A study, partially funded by a Colorado Department of Agriculture Value-Added Development grant and Colorado Livestock Association, found that wind turbines can pay for themselves in as little as nine years, or as much as 30 years, depending on site-specific circumstances and financing.

“This study looked at the economic feasibility of utilizing wind power at livestock operations located in Elbert, Morgan and Yuma counties,” said CDA’s Markets Division Director, Tom Lipetzky. “It shows that wind-generated electricity can be cost-effectively produced at livestock operations in Colorado under the right conditions and that is a positive step toward Colorado’s renewable energy future.”

A grant from CDA’s Advancing Colorado’s Renewable Energy (ACRE) program helped fund the study.  ACRE promotes agricultural energy related projects. For more information on this program, click here.

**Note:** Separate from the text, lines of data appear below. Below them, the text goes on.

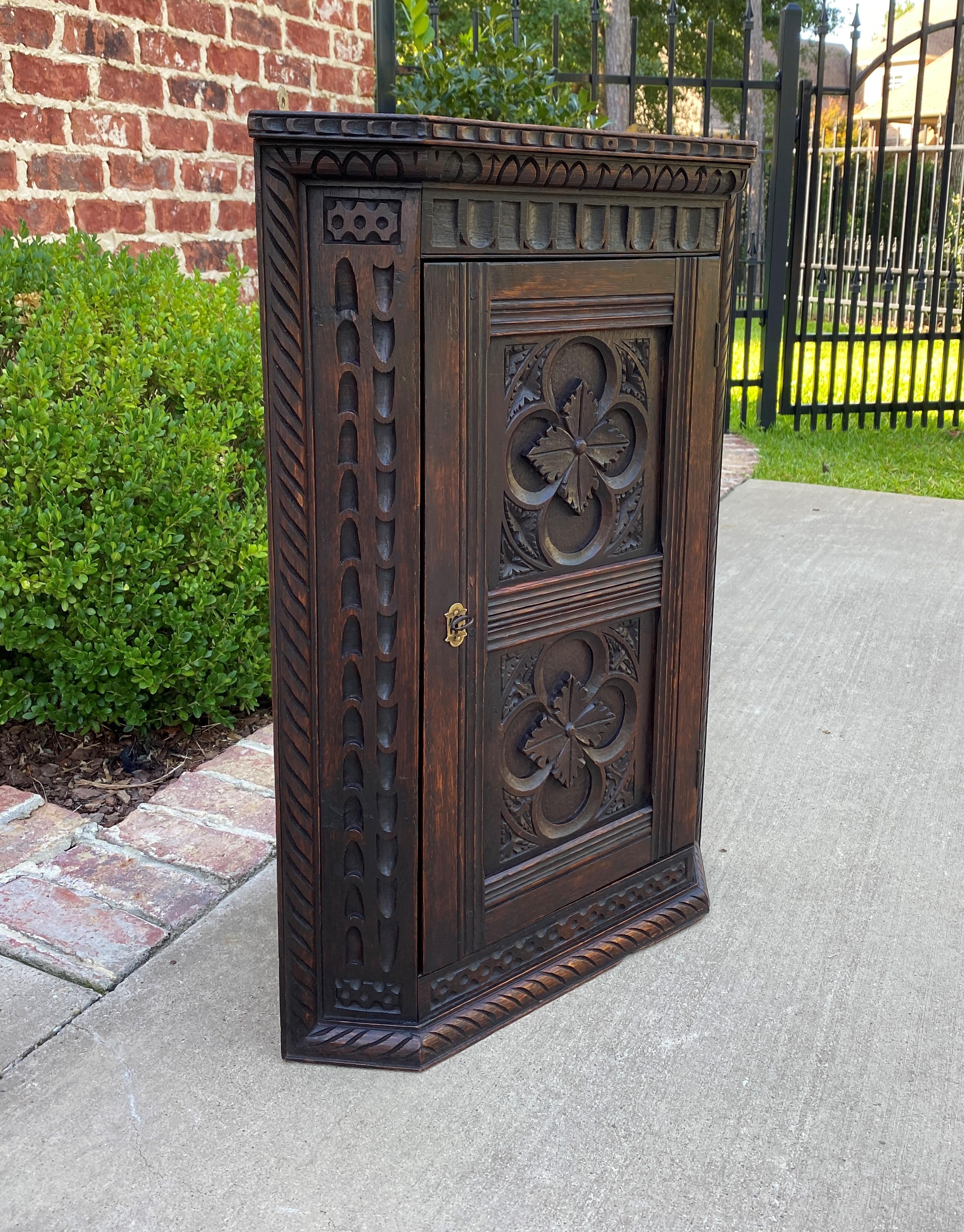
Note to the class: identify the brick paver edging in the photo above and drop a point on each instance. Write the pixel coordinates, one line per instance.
(740, 459)
(90, 905)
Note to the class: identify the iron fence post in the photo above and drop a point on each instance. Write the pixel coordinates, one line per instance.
(385, 62)
(778, 210)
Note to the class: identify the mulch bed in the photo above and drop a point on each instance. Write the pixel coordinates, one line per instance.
(108, 774)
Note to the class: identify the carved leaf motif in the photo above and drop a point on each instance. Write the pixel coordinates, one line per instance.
(619, 785)
(520, 543)
(517, 679)
(619, 659)
(628, 534)
(631, 633)
(577, 454)
(524, 376)
(575, 722)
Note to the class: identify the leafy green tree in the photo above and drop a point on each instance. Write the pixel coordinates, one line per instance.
(497, 81)
(693, 18)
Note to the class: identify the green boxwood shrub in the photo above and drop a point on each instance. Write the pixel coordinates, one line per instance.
(134, 584)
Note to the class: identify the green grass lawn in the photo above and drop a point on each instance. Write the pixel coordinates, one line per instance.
(924, 461)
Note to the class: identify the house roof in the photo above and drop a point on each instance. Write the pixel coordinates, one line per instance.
(903, 98)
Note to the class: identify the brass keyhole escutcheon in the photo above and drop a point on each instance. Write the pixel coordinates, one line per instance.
(456, 624)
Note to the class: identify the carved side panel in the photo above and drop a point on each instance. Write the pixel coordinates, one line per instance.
(292, 548)
(365, 348)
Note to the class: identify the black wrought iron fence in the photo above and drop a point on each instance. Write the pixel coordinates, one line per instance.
(847, 295)
(875, 326)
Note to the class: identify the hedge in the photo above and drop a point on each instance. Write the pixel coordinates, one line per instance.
(134, 583)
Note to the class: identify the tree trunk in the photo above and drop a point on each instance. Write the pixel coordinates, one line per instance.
(618, 104)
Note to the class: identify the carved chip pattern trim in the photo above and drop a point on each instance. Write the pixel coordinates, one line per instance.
(365, 352)
(416, 1049)
(349, 221)
(293, 541)
(504, 960)
(505, 136)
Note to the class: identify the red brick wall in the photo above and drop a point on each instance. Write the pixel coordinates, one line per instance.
(127, 117)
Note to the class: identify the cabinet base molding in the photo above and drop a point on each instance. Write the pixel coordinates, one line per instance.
(396, 1046)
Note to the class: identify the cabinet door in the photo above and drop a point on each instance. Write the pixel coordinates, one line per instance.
(569, 416)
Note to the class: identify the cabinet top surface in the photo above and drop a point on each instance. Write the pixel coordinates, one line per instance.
(432, 148)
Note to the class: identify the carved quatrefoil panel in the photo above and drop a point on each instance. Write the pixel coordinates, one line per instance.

According to the study, the keys to installing an economically viable wind turbine include: 

  1. Having at least Class II average wind speed (13.2 to 15 mph).
  2. Using most of the wind-generated electricity internally (i.e., on the customer side of the meter).
  3. Matching turbine output to electricity usage (i.e., minimizing excess electricity sold to the power grid).
  4. Negotiating a favorable electricity buy-back arrangement with the local cooperative electric association. 

The study, conducted by Brink, Inc., a Lafayette-based environmental consulting company, estimated the cost and electricity output of eight wind turbines, ranging in size from a small 1.9-kilowatt residential unit to a commercial-scale, 1.6-megawatt turbine. Wind turbine costs and estimated outputs were compared with each livestock operation's wind speed, electricity usage and costs to determine the value of wind-generated electricity and turbine pay-back times. 

"This research confirmed that we have a valuable wind resource in this area of the state, and that it can be harvested cost-effectively," said Kenny Rogers, owner of Wagon Wheel Ranch, a farming and registered Angus cattle operation in YumaCounty, and one of the study participants. "We're now in the process of collecting a year's worth of wind speed and direction data to determine our site-specific wind potential."  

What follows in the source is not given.